With 2018 having just drawn to a close, some organizations have begun to tally the staggering climate-related costs of a year featuring severe drought, heat, fires, floods and storms around the world. Ten of the biggest disasters cost at least $85 billion in total damages, according to a recent report by the United Kingdom-based organization Christian Aid.

The report, “Counting the Cost: A Year of Climate Breakdown,” looked into events including catastrophic flooding in Kerala, India to devastating wildfires in California, extreme weather events exacerbated by a warming climate. Christian Aid, which works to eradicate global poverty, identifies the top 10 climate-related disasters of 2018 costing more than a billion dollars each. Hurricanes Florence and Michael and the California wildfires in November topped the list, marking yet another expensive year of extreme weather for the United States.

“The year has once again featured extremes of weather made worse by human-induced climate change, with major consequences, costs, and human suffering,” said Dr. Kevin Trenberth, senior scientist at the National Center for Atmospheric Research.

The devastation of 2018 comes on the heels of 2017, which was the costliest year yet in the U.S. with more than $300 billion in damages from climate-related disasters. In 2018, at least a dozen extreme weather events cost at least a billion dollars each, according to the National Oceanic and Atmospheric Administration.

According to NOAA, the seven years with the most billion-dollar disasters have all come in the past decade.

While it is impossible to predict whether billion-dollar events will continue to climb,  “We are seeing a gradual upward trend in the number of billion dollar disasters even when counting for inflation,” said Climate Central meteorologist Sean Sublette.

Other factors, like increasing population and economic development, contribute to higher damage costs because more people and property are concentrated in climate-vulnerable areas like coastal cities. But climate change is the underlying factor that leads to more extreme, and more expensive, natural disasters.

“As the climate does continue to warm, so will the odds of greater floods,” Sublette said. “There’s more moisture in the atmosphere and heavier rain that in turn leads to more flooding. Then you compound that with the fact that there is a growing population and more development so those two things together are dramatically increasing the risk to life and property from natural disasters. When we look at climate change, we need to look at this as a risk management thing.”

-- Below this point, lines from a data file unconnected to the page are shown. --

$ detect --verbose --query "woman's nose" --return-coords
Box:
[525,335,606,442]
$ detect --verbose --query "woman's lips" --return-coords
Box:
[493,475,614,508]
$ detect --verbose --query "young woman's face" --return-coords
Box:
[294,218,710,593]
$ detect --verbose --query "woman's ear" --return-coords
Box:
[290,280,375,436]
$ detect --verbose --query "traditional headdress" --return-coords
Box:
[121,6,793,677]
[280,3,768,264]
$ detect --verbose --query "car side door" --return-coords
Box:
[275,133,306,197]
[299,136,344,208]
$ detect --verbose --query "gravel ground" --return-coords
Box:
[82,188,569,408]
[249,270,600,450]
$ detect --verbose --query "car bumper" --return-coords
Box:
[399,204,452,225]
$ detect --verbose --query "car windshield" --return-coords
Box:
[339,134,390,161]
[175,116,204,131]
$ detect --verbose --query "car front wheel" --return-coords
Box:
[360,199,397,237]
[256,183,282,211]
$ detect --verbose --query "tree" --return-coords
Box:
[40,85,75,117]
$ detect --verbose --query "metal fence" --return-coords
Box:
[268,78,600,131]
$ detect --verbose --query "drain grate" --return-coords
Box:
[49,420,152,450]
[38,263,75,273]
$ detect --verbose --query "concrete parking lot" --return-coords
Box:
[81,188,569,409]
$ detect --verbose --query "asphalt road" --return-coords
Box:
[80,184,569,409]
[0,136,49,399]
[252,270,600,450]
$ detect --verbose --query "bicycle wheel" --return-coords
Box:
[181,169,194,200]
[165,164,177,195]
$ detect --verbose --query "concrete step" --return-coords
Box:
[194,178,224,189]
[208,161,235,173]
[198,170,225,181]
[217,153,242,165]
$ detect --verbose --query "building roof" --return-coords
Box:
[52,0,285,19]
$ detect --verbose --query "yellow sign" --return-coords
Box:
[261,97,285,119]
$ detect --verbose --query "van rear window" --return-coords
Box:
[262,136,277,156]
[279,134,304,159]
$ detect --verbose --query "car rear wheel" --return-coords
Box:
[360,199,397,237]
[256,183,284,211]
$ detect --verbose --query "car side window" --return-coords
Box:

As reports like Christian Aid’s show, that risk is already a reality with real human impacts and economic costs. “This report shows that for many people, climate change is having devastating impacts on their lives and livelihoods right now,” said Dr. Kat Kramer, Christian Aid’s global climate lead.   

As global temperatures continue to rise, so too will the costs and consequences. The $300 billion price tag of extreme weather in the U.S. in 2017 is not an anomaly: The federal government’s latest national climate report warned that climate change could cost the U.S. hundreds of billions of dollars annually by century’s end. Worldwide, damage costs are projected to climb into the tens of trillions of dollars without rapid decarbonization. A UN report released last October estimated that global economic damages by 2100 would reach $54 trillion with 1.5 degrees Celsius of warming, and $69 trillion with 2 degrees C warming.

“The science is clear. Without rapid cuts in CO2 and other greenhouse gases, climate change will have increasingly destructive and irreversible impacts on life on Earth,” World Meteorological Organization secretary-general Petteri Taalas said in a recent statement.

While more extreme weather and other impacts are commonly described as the “new normal,” experts explain that the climate system is dynamic and unpredictable. “It’s going to continue to progressively get worse until we find a way to mitigate it or adapt,” Sublette said.